Bug #84708 mysqld fills up error logs with [ERROR] Error in accept: Bad file descriptor
Submitted: 29 Jan 2017 23:09 Modified: 24 Apr 2017 18:17
Reporter: Nick Seth-Smith Email Updates:
Status: Closed Impact on me:
None 
Category:MySQL Server: Connection Handling Severity:S2 (Serious)
Version:5.7.17 OS:Linux (Ubuntu)
Assigned to:

[29 Jan 2017 23:09] Nick Seth-Smith
Description:
When mysqld is secured with tcp_wrappers it will close a socket from an unauthorized ip address and them immediately start polling that socket.  This runs in a tight loop generating very large error log files and putting load on the machine.  The server continues to serve authorized connections albeit slowly.
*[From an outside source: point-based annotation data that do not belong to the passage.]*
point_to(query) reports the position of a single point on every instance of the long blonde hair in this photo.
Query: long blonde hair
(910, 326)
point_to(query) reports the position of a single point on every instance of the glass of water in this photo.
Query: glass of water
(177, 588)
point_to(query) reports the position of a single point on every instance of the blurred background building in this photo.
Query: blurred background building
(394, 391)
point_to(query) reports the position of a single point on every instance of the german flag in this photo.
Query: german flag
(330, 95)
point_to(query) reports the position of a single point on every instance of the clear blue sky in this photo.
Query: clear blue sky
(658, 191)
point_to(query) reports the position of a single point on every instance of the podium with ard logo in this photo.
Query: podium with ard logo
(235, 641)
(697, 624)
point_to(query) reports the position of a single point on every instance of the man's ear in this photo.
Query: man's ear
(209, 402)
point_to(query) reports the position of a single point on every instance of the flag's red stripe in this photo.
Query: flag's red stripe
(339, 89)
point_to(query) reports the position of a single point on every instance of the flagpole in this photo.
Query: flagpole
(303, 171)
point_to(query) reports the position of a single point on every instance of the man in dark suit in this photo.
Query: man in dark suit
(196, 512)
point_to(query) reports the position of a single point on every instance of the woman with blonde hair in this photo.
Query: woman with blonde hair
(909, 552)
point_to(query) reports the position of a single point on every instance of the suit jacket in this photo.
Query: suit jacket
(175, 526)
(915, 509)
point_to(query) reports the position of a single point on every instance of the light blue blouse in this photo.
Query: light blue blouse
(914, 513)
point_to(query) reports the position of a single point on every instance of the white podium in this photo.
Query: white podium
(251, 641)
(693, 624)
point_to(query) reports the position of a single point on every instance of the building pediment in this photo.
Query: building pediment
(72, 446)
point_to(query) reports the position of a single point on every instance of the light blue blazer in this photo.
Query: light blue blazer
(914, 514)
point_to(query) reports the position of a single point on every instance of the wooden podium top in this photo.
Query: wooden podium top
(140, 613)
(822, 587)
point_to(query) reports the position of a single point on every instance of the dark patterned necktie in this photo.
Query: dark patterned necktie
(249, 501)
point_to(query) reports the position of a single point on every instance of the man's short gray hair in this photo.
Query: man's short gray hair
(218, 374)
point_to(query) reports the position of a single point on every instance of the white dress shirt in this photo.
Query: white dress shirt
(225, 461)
The following is an extract from an strace that demonstrates the issue:

...
socket(PF_INET6, SOCK_STREAM, IPPROTO_TCP) = 20
write(2, "2017-01-29T22:22:45.433033Z 0 [N"..., 72) = 72
setsockopt(20, SOL_SOCKET, SO_REUSEADDR, [1], 4) = 0
setsockopt(20, SOL_IPV6, IPV6_V6ONLY, [0], 4) = 0
bind(20, {sa_family=AF_INET6, sin6_port=htons(3306), inet_pton(AF_INET6, "::", &sin6_addr), sin6_flowinfo=0, sin6_scope_id=0}, 28) = 0
listen(20, 70)                          = 0
fcntl(20, F_GETFL)                      = 0x2 (flags O_RDWR)
fcntl(20, F_SETFL, O_RDWR|O_NONBLOCK)   = 0
 ...
accept(20, {sa_family=AF_INET6, sin6_port=htons(58332), inet_pton(AF_INET6, "::ffff:127.0.0.1", &sin6_addr), sin6_flowinfo=0, sin6_scope_id=0}, [28]) = 37
rt_sigaction(SIGCHLD, {SIG_DFL, [CHLD], SA_RESTORER|SA_RESTART, 0x7f3ddeac84b0}, {SIG_DFL, [], 0}, 8) = 0
getpeername(37, {sa_family=AF_INET6, sin6_port=htons(58332), inet_pton(AF_INET6, "::ffff:127.0.0.1", &sin6_addr), sin6_flowinfo=0, sin6_scope_id=0}, [28]) = 0
getsockname(37, {sa_family=AF_INET6, sin6_port=htons(3306), inet_pton(AF_INET6, "::ffff:127.0.0.1", &sin6_addr), sin6_flowinfo=0, sin6_scope_id=0}, [28]) = 0
open("/etc/hosts.allow", O_RDONLY)      = 38
fstat(38, {st_mode=S_IFREG|0644, st_size=589, ...}) = 0
read(38, "# /etc/hosts.allow: list of host"..., 4096) = 589
read(38, "", 4096)                      = 0
close(38)                               = 0
open("/etc/hosts.deny", O_RDONLY)       = 38
fstat(38, {st_mode=S_IFREG|0644, st_size=704, ...}) = 0
read(38, "# /etc/hosts.deny: list of hosts"..., 4096) = 704
close(38)                               = 0
socket(PF_LOCAL, SOCK_DGRAM|SOCK_CLOEXEC, 0) = 38
connect(38, {sa_family=AF_LOCAL, sun_path="/dev/log"}, 110) = 0
sendto(38, "<36>Jan 29 14:23:08 mysqld[13052"..., 72, MSG_NOSIGNAL, NULL, 0) = 72
shutdown(20, SHUT_RDWR)                 = 0
close(20)                               = 0

poll([{fd=20, events=POLLIN}, {fd=22, events=POLLIN}], 2, -1) = 1 ([{fd=20, revents=POLLNVAL}])
accept(-1, 0x7ffe6ebd7160, 0x7ffe6ebd70fc) = -1 EBADF (Bad file descriptor)
write(2, "2017-01-29T22:23:08.109451Z 0 [E"..., 75) = 75
 ... rinse and repeat *REALLY* fast!

Note that this occured in 5.7.16 as well as 5.7.17.
me@myhost:/tmp/mysql# uname -a
Linux myhost 4.4.0-57-generic #78-Ubuntu SMP Fri Dec 9 23:50:32 UTC 2016 x86_64 x86_64 x86_64 GNU/Linux

How to repeat:
configure hosts.allow and hosts.deny to restrict access from an IP address and then connect to the server from that address.

Suggested fix:
The closed socket should be correctly removed from the list of those being polled.  As a suggestion you might also log the fact that the connection is being closed because of a tcp_wrappers security violation.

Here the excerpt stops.